L’automne des imprévus (12 octobre 2023)

PHOTO HUGO-SÉBASTIEN AUBERT, LA PRESSE

Sylvain Bélanger

D’ordinaire, à cette période de l’année, la saison qui vient est largement décidée. Mais cette année, tout est compliqué pour Sylvain Bélanger.

Il a appris en juin 2023, cinq jours avant ses vacances, que le spectacle qui devait ouvrir sa saison 2024-2025 dans la grande salle Michelle-Rossignol n’aurait pas lieu. La dramaturge Édith Patenaude – nouvellement nommée à la direction d’Espace Go – a préféré se retirer, faute de temps pour mener le projet à bien. En septembre, il n’a pas vraiment pu se pencher sur la question, trop occupé par la pièce Les mutant.es, qu’il a codirigée avec sa complice de longue date Sophie Cadieux.

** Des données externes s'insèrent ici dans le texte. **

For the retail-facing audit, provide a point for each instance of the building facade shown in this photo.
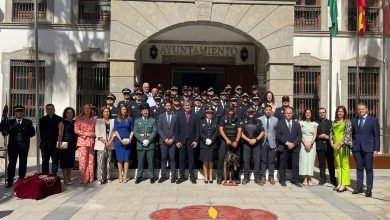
(88, 48)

Le voici donc, au mitan d’octobre, avec une saison à laquelle il manque un gros, gros morceau : la pièce qui ouvre le bal.

Ce n’est pas simple. Le Théâtre d’Aujourd’hui présente des créations québécoises. Je ne peux pas sortir de ma poche une pièce étrangère à traduire !

Sylvain Bélanger

« Devancer un spectacle prévu plus tard dans l’année ? Ça risque de mettre beaucoup de pression sur les créateurs. » Et ça ne règle pas tout : il y aura toujours un trou à remplir…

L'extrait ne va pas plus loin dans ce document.